East, west, north, and south are somewhat meaningless geographic labels in Hawaii, outside of South Point, the southernmost point of the Big Island and of the United States. The islands are generally round with mountainous interiors, so when one moves towards the ocean from inland, they travel makai (ma-kye), and when they head inland from the water they’re going mauka (mow-ka, rhymes with cow-ka), towards the mountains. Similarly, instead of west or east, one moves towards or away from a prominent landmark, as the circular nature of shoreline travel dictates. In Honolulu, for example, you move “Diamond Head” or “Koko Head,” in the direction of those extinct volcanoes along the shore; or you move in the opposite direction, Ewa (Eva), towards Ewa Beach.
Maui is well known to many because it’s the second most visited island by tourists and is referred to more frequently in pop culture than the other islands, as in “Mau
i Wowee,” a reference to pot. Really good pot is known as da kine, as is anything else that’s accepted as local knowledge, very good, or right on. Don’t worry, I didn’t inhale. (I say that because I, along with a few hundred other people on Waikiki Beach in 1994, actually shook hands with President Clinton, the most famous “non-inhaler.”)
Besides Oahu, Maui, and Hawaii, the other inhabited islands are Kauai, Lanai, and Molokai. Kauai, “The Garden Isle,” furthest north, is home to some places of startling beauty, including Waimea Canyon. Picture a smaller, logic-defyingly green version of the Grand Canyon. Lanai and Molokai sit in the middle of the island group and are polar opposites in terms of their development, despite both being lightly inhabited. Molokai, “The Friendly Isle,” is truly that — very local and goes to sleep when the sun goes down. Lanai, formerly a Dole Company–owned pineapple plantation before its operations and jobs went to Mexico, is now privately owned by an American media mogul. It has one delightful, high-end resort on the coast and another one up in the misty mountains. In the early 1990s, Bill Gates rented the entire island for his wedding.
Which leaves us with the two islands no mainland American can name, practically or literally, Kahoolawe (Ka-ho-oh-la-vay) and Niihau (Nee-ee-how). Kahoolawe is uninhabited because it’s believed there is still un-exploded military ordnance on it, as in navy bombs that were dropped and didn’t blow up. For decades, the U.S. military used this island just a few miles off the south coast of Maui as a bombing range. It’s the only island of the group I never visited.

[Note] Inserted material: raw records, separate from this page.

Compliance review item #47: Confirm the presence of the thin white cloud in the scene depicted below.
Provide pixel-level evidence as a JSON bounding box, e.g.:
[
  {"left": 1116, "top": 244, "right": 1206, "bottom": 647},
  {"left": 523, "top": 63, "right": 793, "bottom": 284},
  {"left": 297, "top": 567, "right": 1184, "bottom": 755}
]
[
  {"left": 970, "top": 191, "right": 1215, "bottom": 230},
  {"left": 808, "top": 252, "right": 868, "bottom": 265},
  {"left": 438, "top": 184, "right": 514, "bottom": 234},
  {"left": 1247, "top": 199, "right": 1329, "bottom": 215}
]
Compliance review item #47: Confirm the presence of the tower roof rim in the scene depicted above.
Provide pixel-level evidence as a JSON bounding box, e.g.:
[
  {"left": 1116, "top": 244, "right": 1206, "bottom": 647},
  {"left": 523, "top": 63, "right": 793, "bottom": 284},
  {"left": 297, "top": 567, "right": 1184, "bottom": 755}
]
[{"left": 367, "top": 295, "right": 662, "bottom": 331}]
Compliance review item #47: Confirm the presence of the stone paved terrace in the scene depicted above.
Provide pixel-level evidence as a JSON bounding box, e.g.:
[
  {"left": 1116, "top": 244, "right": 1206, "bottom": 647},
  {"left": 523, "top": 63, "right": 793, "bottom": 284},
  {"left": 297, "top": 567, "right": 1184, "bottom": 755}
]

I made it to seven of the eight because I was blessed to visit Niihau, “The Forbidden Isle,” as part of a January 1996 experience I could never have dreamed up. My then-wife, Nora, bought me the unexpected trip as a Christmas present for about $250. That was a very expensive gift for us in those days and, ultimately, it proved to be a priceless one. I had moved to Hawaii to work at the CBS affiliate in 1991, and I would be leaving for good in less than two weeks. At that point in history, very few non-Niihauans or non-ancient Hawaiian warriors had ever set foot on the island. Our opportunity to go there arose because the island’s owners were looking for a way to help pay their hefty federal estate taxes.